Fue hace unas semanas. Era tarde, de muy noche, y yo había salido de casa para hacer una videollamada con mi novia Katty, que por entonces llevaba más de cinco meses en Lima por los interminables trámites de su visado de trabajo. Caminé dos cuadras y llegué a Pintor Rosales, esa calle bonita de Madrid donde vivió Casillas y vive Almodóvar, donde alquiló un piso el expresidente peruano Alan García y donde queda el Consulado de Perú, con su bandera roja y blanca, lo que en mi caso equivale a una pequeña patria con vendedores de tamales en la puerta.
Mientras hablaba con Katty, justo frente al monumento a la Infanta Isabel de Borbón, tres chicos se me acercaron a pedirme mechero. Ninguno parecía peligroso. Cuando les respondí que no fumaba, el que tenía más cerca me golpeó la mano que sujetaba el móvil, haciéndolo caer. Alguien se apresuró a recogerlo y alguien más me dio una patada en la pierna y se echó a correr junto a sus cómplices con la velocidad de tener veinte años o algo menos.
La paranoia me había hecho imaginar esta escena antes. Imaginarla tal cual sucedió. Y lo peor había sido siempre el horror que experimentaría Katty si me robaban el móvil durante una de nuestras videollamadas. De pronto todo para ella se convertiría en incomunicación, en gritos, en unas pisadas que huyen en vivo y en directo, en mi rostro que le hablaba en la pantalla reemplazado por el temor de que me hayan herido y que nadie me ayude. En Lima, hace unos años, me apuntaron con una pistola en el pecho para quitarme la cartera. Y eso te marca a ti y a las personas que más te quieren.
Quizás por eso cometí la idiotez de ir tras ellos. Primero comprobé que no llevaran armas en las manos (ser latinoamericano te entrena para estas cosas sin que te des cuenta) y después los alcancé, evitando que desaparecieran en la oscuridad que tiene el Parque del Oeste a esas horas. Me volví más rápido que ellos. La patada en la pierna me dolería más tarde.

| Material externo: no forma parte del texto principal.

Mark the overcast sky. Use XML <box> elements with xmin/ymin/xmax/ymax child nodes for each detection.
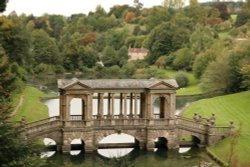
<box><xmin>4</xmin><ymin>0</ymin><xmax>168</xmax><ymax>16</ymax></box>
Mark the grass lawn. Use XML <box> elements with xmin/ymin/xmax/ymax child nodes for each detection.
<box><xmin>176</xmin><ymin>84</ymin><xmax>203</xmax><ymax>96</ymax></box>
<box><xmin>12</xmin><ymin>87</ymin><xmax>50</xmax><ymax>122</ymax></box>
<box><xmin>219</xmin><ymin>31</ymin><xmax>229</xmax><ymax>38</ymax></box>
<box><xmin>162</xmin><ymin>70</ymin><xmax>203</xmax><ymax>96</ymax></box>
<box><xmin>183</xmin><ymin>91</ymin><xmax>250</xmax><ymax>166</ymax></box>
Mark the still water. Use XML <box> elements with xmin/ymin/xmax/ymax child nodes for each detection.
<box><xmin>42</xmin><ymin>99</ymin><xmax>221</xmax><ymax>167</ymax></box>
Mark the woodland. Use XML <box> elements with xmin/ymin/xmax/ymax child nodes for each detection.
<box><xmin>0</xmin><ymin>0</ymin><xmax>250</xmax><ymax>166</ymax></box>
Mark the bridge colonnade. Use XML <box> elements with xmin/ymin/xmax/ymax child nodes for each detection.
<box><xmin>22</xmin><ymin>79</ymin><xmax>232</xmax><ymax>153</ymax></box>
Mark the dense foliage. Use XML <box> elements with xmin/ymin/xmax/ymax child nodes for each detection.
<box><xmin>0</xmin><ymin>0</ymin><xmax>250</xmax><ymax>92</ymax></box>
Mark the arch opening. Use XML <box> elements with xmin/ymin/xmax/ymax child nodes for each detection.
<box><xmin>153</xmin><ymin>96</ymin><xmax>166</xmax><ymax>119</ymax></box>
<box><xmin>97</xmin><ymin>133</ymin><xmax>139</xmax><ymax>158</ymax></box>
<box><xmin>40</xmin><ymin>138</ymin><xmax>57</xmax><ymax>158</ymax></box>
<box><xmin>70</xmin><ymin>138</ymin><xmax>85</xmax><ymax>155</ymax></box>
<box><xmin>69</xmin><ymin>98</ymin><xmax>85</xmax><ymax>121</ymax></box>
<box><xmin>155</xmin><ymin>137</ymin><xmax>168</xmax><ymax>150</ymax></box>
<box><xmin>179</xmin><ymin>135</ymin><xmax>201</xmax><ymax>153</ymax></box>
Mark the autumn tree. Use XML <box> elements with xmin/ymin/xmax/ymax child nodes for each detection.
<box><xmin>124</xmin><ymin>12</ymin><xmax>135</xmax><ymax>23</ymax></box>
<box><xmin>32</xmin><ymin>29</ymin><xmax>62</xmax><ymax>65</ymax></box>
<box><xmin>0</xmin><ymin>0</ymin><xmax>8</xmax><ymax>12</ymax></box>
<box><xmin>148</xmin><ymin>22</ymin><xmax>189</xmax><ymax>64</ymax></box>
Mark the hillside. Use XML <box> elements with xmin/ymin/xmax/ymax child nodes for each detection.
<box><xmin>183</xmin><ymin>91</ymin><xmax>250</xmax><ymax>166</ymax></box>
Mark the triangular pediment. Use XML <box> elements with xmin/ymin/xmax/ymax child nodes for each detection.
<box><xmin>64</xmin><ymin>81</ymin><xmax>91</xmax><ymax>90</ymax></box>
<box><xmin>149</xmin><ymin>81</ymin><xmax>175</xmax><ymax>89</ymax></box>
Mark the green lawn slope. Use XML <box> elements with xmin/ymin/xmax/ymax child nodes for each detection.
<box><xmin>12</xmin><ymin>87</ymin><xmax>50</xmax><ymax>122</ymax></box>
<box><xmin>183</xmin><ymin>91</ymin><xmax>250</xmax><ymax>167</ymax></box>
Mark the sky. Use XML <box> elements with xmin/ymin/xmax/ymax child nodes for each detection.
<box><xmin>3</xmin><ymin>0</ymin><xmax>168</xmax><ymax>16</ymax></box>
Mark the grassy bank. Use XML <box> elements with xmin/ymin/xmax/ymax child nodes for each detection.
<box><xmin>12</xmin><ymin>87</ymin><xmax>50</xmax><ymax>122</ymax></box>
<box><xmin>183</xmin><ymin>91</ymin><xmax>250</xmax><ymax>166</ymax></box>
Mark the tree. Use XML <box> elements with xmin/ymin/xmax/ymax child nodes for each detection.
<box><xmin>163</xmin><ymin>0</ymin><xmax>184</xmax><ymax>9</ymax></box>
<box><xmin>193</xmin><ymin>49</ymin><xmax>216</xmax><ymax>79</ymax></box>
<box><xmin>175</xmin><ymin>71</ymin><xmax>189</xmax><ymax>88</ymax></box>
<box><xmin>214</xmin><ymin>2</ymin><xmax>230</xmax><ymax>20</ymax></box>
<box><xmin>240</xmin><ymin>60</ymin><xmax>250</xmax><ymax>90</ymax></box>
<box><xmin>0</xmin><ymin>0</ymin><xmax>8</xmax><ymax>12</ymax></box>
<box><xmin>143</xmin><ymin>6</ymin><xmax>171</xmax><ymax>32</ymax></box>
<box><xmin>32</xmin><ymin>29</ymin><xmax>62</xmax><ymax>65</ymax></box>
<box><xmin>235</xmin><ymin>9</ymin><xmax>250</xmax><ymax>27</ymax></box>
<box><xmin>49</xmin><ymin>15</ymin><xmax>66</xmax><ymax>39</ymax></box>
<box><xmin>117</xmin><ymin>46</ymin><xmax>129</xmax><ymax>67</ymax></box>
<box><xmin>148</xmin><ymin>22</ymin><xmax>189</xmax><ymax>64</ymax></box>
<box><xmin>155</xmin><ymin>56</ymin><xmax>167</xmax><ymax>69</ymax></box>
<box><xmin>101</xmin><ymin>46</ymin><xmax>119</xmax><ymax>67</ymax></box>
<box><xmin>124</xmin><ymin>12</ymin><xmax>135</xmax><ymax>23</ymax></box>
<box><xmin>201</xmin><ymin>55</ymin><xmax>229</xmax><ymax>92</ymax></box>
<box><xmin>189</xmin><ymin>24</ymin><xmax>217</xmax><ymax>53</ymax></box>
<box><xmin>0</xmin><ymin>14</ymin><xmax>30</xmax><ymax>65</ymax></box>
<box><xmin>173</xmin><ymin>48</ymin><xmax>195</xmax><ymax>70</ymax></box>
<box><xmin>186</xmin><ymin>0</ymin><xmax>206</xmax><ymax>24</ymax></box>
<box><xmin>109</xmin><ymin>5</ymin><xmax>134</xmax><ymax>18</ymax></box>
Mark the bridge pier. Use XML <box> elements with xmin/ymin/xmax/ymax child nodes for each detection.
<box><xmin>146</xmin><ymin>141</ymin><xmax>155</xmax><ymax>152</ymax></box>
<box><xmin>59</xmin><ymin>144</ymin><xmax>71</xmax><ymax>154</ymax></box>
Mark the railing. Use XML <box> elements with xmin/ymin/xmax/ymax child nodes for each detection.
<box><xmin>25</xmin><ymin>116</ymin><xmax>60</xmax><ymax>128</ymax></box>
<box><xmin>70</xmin><ymin>115</ymin><xmax>83</xmax><ymax>121</ymax></box>
<box><xmin>176</xmin><ymin>116</ymin><xmax>208</xmax><ymax>133</ymax></box>
<box><xmin>25</xmin><ymin>115</ymin><xmax>230</xmax><ymax>136</ymax></box>
<box><xmin>210</xmin><ymin>126</ymin><xmax>230</xmax><ymax>135</ymax></box>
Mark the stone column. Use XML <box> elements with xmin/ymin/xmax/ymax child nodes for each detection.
<box><xmin>140</xmin><ymin>93</ymin><xmax>146</xmax><ymax>118</ymax></box>
<box><xmin>134</xmin><ymin>94</ymin><xmax>138</xmax><ymax>118</ymax></box>
<box><xmin>107</xmin><ymin>93</ymin><xmax>111</xmax><ymax>118</ymax></box>
<box><xmin>169</xmin><ymin>93</ymin><xmax>175</xmax><ymax>119</ymax></box>
<box><xmin>129</xmin><ymin>93</ymin><xmax>133</xmax><ymax>118</ymax></box>
<box><xmin>124</xmin><ymin>93</ymin><xmax>128</xmax><ymax>118</ymax></box>
<box><xmin>65</xmin><ymin>96</ymin><xmax>72</xmax><ymax>121</ymax></box>
<box><xmin>97</xmin><ymin>93</ymin><xmax>103</xmax><ymax>119</ymax></box>
<box><xmin>146</xmin><ymin>140</ymin><xmax>155</xmax><ymax>152</ymax></box>
<box><xmin>59</xmin><ymin>90</ymin><xmax>66</xmax><ymax>120</ymax></box>
<box><xmin>120</xmin><ymin>93</ymin><xmax>123</xmax><ymax>118</ymax></box>
<box><xmin>111</xmin><ymin>93</ymin><xmax>115</xmax><ymax>119</ymax></box>
<box><xmin>160</xmin><ymin>97</ymin><xmax>166</xmax><ymax>118</ymax></box>
<box><xmin>146</xmin><ymin>93</ymin><xmax>154</xmax><ymax>119</ymax></box>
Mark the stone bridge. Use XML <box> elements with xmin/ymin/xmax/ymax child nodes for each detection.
<box><xmin>21</xmin><ymin>79</ymin><xmax>232</xmax><ymax>152</ymax></box>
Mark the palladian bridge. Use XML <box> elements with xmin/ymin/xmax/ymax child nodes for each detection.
<box><xmin>24</xmin><ymin>79</ymin><xmax>233</xmax><ymax>153</ymax></box>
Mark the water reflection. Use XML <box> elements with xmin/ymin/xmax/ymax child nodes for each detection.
<box><xmin>97</xmin><ymin>148</ymin><xmax>134</xmax><ymax>158</ymax></box>
<box><xmin>45</xmin><ymin>148</ymin><xmax>218</xmax><ymax>167</ymax></box>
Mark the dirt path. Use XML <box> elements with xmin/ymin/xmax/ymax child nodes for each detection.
<box><xmin>10</xmin><ymin>95</ymin><xmax>24</xmax><ymax>116</ymax></box>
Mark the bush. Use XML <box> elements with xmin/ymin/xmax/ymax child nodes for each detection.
<box><xmin>175</xmin><ymin>71</ymin><xmax>189</xmax><ymax>88</ymax></box>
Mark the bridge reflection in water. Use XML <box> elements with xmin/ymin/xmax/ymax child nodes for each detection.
<box><xmin>24</xmin><ymin>79</ymin><xmax>233</xmax><ymax>153</ymax></box>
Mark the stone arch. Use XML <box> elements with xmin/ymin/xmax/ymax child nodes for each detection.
<box><xmin>64</xmin><ymin>132</ymin><xmax>93</xmax><ymax>144</ymax></box>
<box><xmin>179</xmin><ymin>130</ymin><xmax>206</xmax><ymax>145</ymax></box>
<box><xmin>95</xmin><ymin>130</ymin><xmax>144</xmax><ymax>144</ymax></box>
<box><xmin>152</xmin><ymin>93</ymin><xmax>171</xmax><ymax>118</ymax></box>
<box><xmin>67</xmin><ymin>94</ymin><xmax>87</xmax><ymax>120</ymax></box>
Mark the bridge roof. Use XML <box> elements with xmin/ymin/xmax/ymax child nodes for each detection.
<box><xmin>57</xmin><ymin>78</ymin><xmax>178</xmax><ymax>89</ymax></box>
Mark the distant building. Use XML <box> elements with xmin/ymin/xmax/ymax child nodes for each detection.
<box><xmin>128</xmin><ymin>47</ymin><xmax>148</xmax><ymax>61</ymax></box>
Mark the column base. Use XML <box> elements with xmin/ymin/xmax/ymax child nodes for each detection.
<box><xmin>147</xmin><ymin>141</ymin><xmax>155</xmax><ymax>152</ymax></box>
<box><xmin>61</xmin><ymin>145</ymin><xmax>71</xmax><ymax>154</ymax></box>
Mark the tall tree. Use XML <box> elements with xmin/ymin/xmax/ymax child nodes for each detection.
<box><xmin>101</xmin><ymin>46</ymin><xmax>119</xmax><ymax>67</ymax></box>
<box><xmin>32</xmin><ymin>29</ymin><xmax>62</xmax><ymax>65</ymax></box>
<box><xmin>148</xmin><ymin>22</ymin><xmax>189</xmax><ymax>64</ymax></box>
<box><xmin>163</xmin><ymin>0</ymin><xmax>184</xmax><ymax>9</ymax></box>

En ese momento, sumergido en una película de persecuciones, la adrenalina podía más que cualquier moratón. Me daba igual el móvil, por mí que se lo llevaran junto a la ingenua idea de que en Madrid no suceden estas cosas. Creo que nunca había tenido tanto odio por nadie. Y fue ese odio el que me dio la fuerza para irme contra los tres chicos, que me miraban entre sorprendidos y asustados mientras yo los insultaba, los amenazaba, me reía histérico, me burlaba de ellos por haberse metido conmigo. Sentía que le estaban haciendo daño a Katty y supongo que en situaciones así te olvidas de que ni siquiera sabes pelear.
Luego de que me devolvieran el móvil, se fueran corriendo y Katty supiera que estaba bien, un hombre de unos cuarenta años que paseaba a su perro se me acercó y me entregó algo. Eran mis audífonos, que durante el atraco se habían caído. El simple gesto de que un extraño me devolviera lo que otros extraños habían querido quitarme, me conmovió de repente. Agaché la cabeza, bajé los hombros y me puse a llorar como cuando era niño. Lloré un buen rato, de miedo, lloré por sentirme tan solo y tan lejos de casa, aunque a unos metros de ahí la bandera de mi país se agitara como una mano que te dice adiós. Pero sobre todo lloré porque me supe capaz de odiar con tanta fuerza a esos tres chicos, porque realmente había deseado que algo malo les sucediera, y porque ya no podría alcanzarlos para pedirles perdón por eso.